There are many approaches of end-to-end protocols which provide a reliable multicast transport service. Much of the existing work on this area concerns the selection of who is initiating the reliability process. There are two basic approaches to this decision: sender-initiated reliability and receiver-initiated reliability.

A sender-initiated reliability approach charges the sender with the burden of loss detection. Every receiver send positive acknowledgments (ACKs) when receiving data packets. If some ACKs are not received after a timeout interval, the sender retransmits the original data until the ACK is received (e. g., the reliable multicast transport service introduced by SCE). When the number of the members of a group increases, this approach has several limitations. First, senders must store and process a large amount of state information related to each receiver. And second, the large number of ACKs sent by receivers to each sender generates a set of simultaneous ACK-implosions, resulting bottlenecks at senders.
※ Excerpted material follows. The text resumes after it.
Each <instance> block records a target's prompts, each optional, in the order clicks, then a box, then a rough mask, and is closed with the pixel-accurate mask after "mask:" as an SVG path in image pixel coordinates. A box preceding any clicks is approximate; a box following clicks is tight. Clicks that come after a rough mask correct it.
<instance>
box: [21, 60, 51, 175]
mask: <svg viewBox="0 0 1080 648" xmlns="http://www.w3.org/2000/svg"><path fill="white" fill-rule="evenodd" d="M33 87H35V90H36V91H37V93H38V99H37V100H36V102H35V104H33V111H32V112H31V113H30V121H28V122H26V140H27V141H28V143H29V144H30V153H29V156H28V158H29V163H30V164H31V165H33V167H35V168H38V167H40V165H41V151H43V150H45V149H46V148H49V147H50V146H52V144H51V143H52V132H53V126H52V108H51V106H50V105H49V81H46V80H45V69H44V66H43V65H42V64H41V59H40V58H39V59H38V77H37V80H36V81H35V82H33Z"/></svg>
A receiver-initiated reliability approach charges the receiver with the burden of loss detection. Receivers send negative acknowledgments (NACKs) when detecting a lost packet (e.g., SRM, LBRM). Although this approach reduces bottleneck at senders, it presents other major drawbacks. A NACK-implosion is still possible since several receivers may lose the same packet and send redundant NACKs requesting this packet. As senders do not receive positive confirmation of reception of data from receivers, senders should indefinitely cache data for delayed NACKs. Besides, the end-to-end latency may be arbitrarily large depending on the detection process in each receiver.

Several reliable multicast protocols use a combination of these two approaches to improve performance and minimize the number of control messages exchanged between senders and receivers (e.g., RMP).